Victor Salva est le réalisateur adulé de « Jeepers Creepers », le film qui a réinventé le genre du fantastique. 
Son premier film, « Clownhouse » était assez inégal mais montrait déjà la capacité du cinéaste à créer de belles images. 
Il le prouve une fois de plus dans son dernier film, qui multiplie des ralentis magnifiques et soignés. 

Le film est basé sur le roman autobiographique de Dan Millman, un athlète confirmé qui rêve de concourir pour le niveau olymique. 
Millman est interprété par le jeune Scott Mechlovicz qui se révèle particulièrement convaincant, autant par son jeu d'acteur que par ses prouessses physiques.
A ses côtés, le vétéran du cinéma Nick Nolte joue un pompiste plutôt mystérieux qui va lui enseigner « la voie du guerrier ». Qui est-il vraiment? 
Nous ne le saurons jamais mais cet homme va changer la vie de Millman.

La plus grande partie du film se compose essentiellement des face à face entre les deux acteurs. L'alchimie entre eux prend tout de suite et s'il n'ont rien en commun, les caractères opposés de leurs personnages les rend complémentaires : Dan est un jeune fonceur, fougeux et impatient (il aime l'alcool, la vitesse et les jolies filles) alors que Nolte joue le vieux sage taciturne qui en sait bien plus qu'il ne le laisse entendre. 

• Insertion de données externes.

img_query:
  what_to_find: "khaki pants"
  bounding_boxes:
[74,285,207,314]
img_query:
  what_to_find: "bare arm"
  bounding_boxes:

« Peaceful Warriors » est autant l'histoire vraie d'un étudiant qui réalise ses rêves qu'une fable sur la vie et le dépassement de soi. 
Mais loin d'être banale, la mise en scène de Salva emprunte autant au fantastique (le dédoublement de personnalité, les séquences oniriques et les événements inexpliqués) qu'aux films d'arts martiaux.
L'excellente musique de Bennet Salvay tend d'ailleurs vers cette seconde catégorie en imposant à la fois un thème paisible et serein qui illustre la concentration des grands maîtres martiaux et l'énergie physique des disciplines de la gymnastique. 


Malgré ses qualités indéniables, le film aurait gagné à être un peu moins long. 
Si la première partie regorge de moments passionnants et installe une tension captivante, la seconde se noie parfois dans des dialogues philosophiques de bas étage et se fait un peu longuette. 
Heureusement, la fin rattrape le niveau et la musique apporte un second souffle bienvenu lors de la séquence finale. 


Un beau film porté par une mise en scène inspirée et une musique grandiose mais qui souffre de quelques passages à vide. Une belle occasion de découvrir le talent de Victor Salva.